What are the key methodological challenges in studying membrane proteins like CYB_2931 in cyanobacteria?

Researchers face several challenges when working with cyanobacterial membrane proteins:

• Complex membrane systems: Cyanobacteria contain both plasma membranes and thylakoid membranes, complicating isolation of specific membrane proteins.

• Protein yield limitations: Despite advanced genetic tools, obtaining sufficient quantities of membrane proteins for structural studies remains challenging.

• Functional assay development: For uncharacterized proteins like CYB_2931, designing appropriate functional assays requires systematic hypothesis testing.

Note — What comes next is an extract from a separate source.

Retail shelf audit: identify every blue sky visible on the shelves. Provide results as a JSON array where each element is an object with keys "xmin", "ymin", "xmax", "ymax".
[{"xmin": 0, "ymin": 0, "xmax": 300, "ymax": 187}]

• Physiological relevance: Ensuring that in vitro studies reflect the protein's actual role in the complex cyanobacterial physiology.

• Genetic tool limitations: While significant advances have been made in markerless genetic manipulation , further refinement of tools specific to membrane protein studies in cyanobacteria is needed.

Addressing these challenges requires interdisciplinary approaches combining molecular biology, biochemistry, biophysics, and systems biology to fully elucidate the role of membrane proteins like CYB_2931 in the remarkable physiological capabilities of Synechococcus species.